Farmers? Not a title among them, save a mere baronet. You are in
every way their superior, and if you tolerate their company at all,
you should at least insist they address you by your title
.

But that was just it. Jeremy had not wanted to consort with other boys of his rank, nor be addressed as “Warrington”—the title that, in Jeremy’s ten-year-old mind, still belonged to his older brother.

Why should he suffer constant reminders of Thomas’s death, when he could play with boys who knew nothing of it? Boys like Henry, Felix, and Toby.

Good friends, the three of them, but Henry most of all. Henry didn’t allow him to sit brooding in his club when there was a prizefight to see, any more than he allowed him to stew at home over a failed wheat harvest when there were trout to be netted. Without stooping to methods so grating as cheerfulness, Henry simply refused to indulge his darker moods. But the same qualities that made him a valued friend made Henry a miserable excuse for a guardian. Now that Jeremy began to see what that blithe irreverence was costing Lucy, his humor was growing black indeed.

“You know how persistent Lucy can be when she sets her mind to something,” he said testily. “She’s going to throw herself at Toby at every opportunity. This afternoon she missed and hit the river instead.
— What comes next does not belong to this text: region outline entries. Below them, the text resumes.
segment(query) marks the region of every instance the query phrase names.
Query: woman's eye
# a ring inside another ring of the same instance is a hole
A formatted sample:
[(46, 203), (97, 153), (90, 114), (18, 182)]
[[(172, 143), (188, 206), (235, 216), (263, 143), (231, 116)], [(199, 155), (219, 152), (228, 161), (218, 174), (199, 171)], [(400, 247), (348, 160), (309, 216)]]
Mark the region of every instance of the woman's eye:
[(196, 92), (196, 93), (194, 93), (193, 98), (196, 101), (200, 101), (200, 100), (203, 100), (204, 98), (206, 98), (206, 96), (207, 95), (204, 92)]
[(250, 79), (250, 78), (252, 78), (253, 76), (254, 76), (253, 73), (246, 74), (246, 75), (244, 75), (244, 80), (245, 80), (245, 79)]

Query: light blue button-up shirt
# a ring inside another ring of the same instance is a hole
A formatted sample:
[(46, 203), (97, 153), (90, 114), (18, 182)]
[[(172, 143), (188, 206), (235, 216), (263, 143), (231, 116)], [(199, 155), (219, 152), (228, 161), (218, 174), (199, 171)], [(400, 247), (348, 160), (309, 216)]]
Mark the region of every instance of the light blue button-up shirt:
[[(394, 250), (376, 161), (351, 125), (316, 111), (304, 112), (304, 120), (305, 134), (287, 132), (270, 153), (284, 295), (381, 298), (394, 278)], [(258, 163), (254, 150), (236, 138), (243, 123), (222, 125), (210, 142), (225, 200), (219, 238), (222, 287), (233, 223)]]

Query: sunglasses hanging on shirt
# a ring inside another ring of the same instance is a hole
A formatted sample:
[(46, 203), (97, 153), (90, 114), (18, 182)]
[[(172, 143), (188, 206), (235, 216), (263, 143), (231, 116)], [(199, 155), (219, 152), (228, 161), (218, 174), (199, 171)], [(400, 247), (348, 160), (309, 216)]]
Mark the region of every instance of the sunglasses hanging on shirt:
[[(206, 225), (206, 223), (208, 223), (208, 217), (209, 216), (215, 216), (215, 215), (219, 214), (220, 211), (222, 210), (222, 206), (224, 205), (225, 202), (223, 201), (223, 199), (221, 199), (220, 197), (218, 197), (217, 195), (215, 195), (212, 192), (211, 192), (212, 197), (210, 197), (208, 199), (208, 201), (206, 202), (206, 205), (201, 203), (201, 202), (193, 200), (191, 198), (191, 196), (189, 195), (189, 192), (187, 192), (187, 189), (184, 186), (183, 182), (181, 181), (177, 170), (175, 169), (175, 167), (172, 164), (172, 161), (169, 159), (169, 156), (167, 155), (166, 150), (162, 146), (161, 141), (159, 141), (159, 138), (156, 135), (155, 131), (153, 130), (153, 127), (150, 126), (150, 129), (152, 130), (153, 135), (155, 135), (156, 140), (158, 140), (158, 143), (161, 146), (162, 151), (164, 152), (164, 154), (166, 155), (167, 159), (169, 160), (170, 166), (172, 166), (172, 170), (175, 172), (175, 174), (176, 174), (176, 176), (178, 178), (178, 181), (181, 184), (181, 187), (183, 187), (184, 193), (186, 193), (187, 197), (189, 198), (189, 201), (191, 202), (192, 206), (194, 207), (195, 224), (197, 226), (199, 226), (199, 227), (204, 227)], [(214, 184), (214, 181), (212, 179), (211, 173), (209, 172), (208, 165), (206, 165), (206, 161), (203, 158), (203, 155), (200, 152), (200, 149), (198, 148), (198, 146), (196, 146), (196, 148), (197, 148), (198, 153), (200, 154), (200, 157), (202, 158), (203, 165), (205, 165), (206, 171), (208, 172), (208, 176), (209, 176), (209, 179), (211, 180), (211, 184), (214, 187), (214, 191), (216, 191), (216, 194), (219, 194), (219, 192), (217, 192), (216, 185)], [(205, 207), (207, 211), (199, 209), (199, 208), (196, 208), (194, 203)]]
She’s like to do herself in, and take a few of us with her.”

“And what, precisely, do you recommend I do?” Henry asked.

“Not you,” Jeremy said. “Toby.”

“Oh, no.” Alarm flared in Toby’s eyes. “I’m not having
that
conversation with Lucy. I take no pleasure in breaking young ladies’

hearts.”

The other three stared at him.

“Well, I don’t,” he said defensively. “Of late.”

“You don’t have to break her heart.” Jeremy was becoming exasperated. “At least, not to her face. You just have to propose to Miss Hathaway. Once you’re engaged, Lucy will be forced to give up this absurd notion of seduc—
distracting
you.”

“I shall be perfectly happy to propose marriage to Miss Hathaway,”

said Toby. “At the
end
of our holiday.”

“Why the end?” asked Felix. “Kitty’s been after me daily, asking when you’re finally going to propose to Sophia. She thinks you’ve got the gout, you’re so reluctant to bend a knee.”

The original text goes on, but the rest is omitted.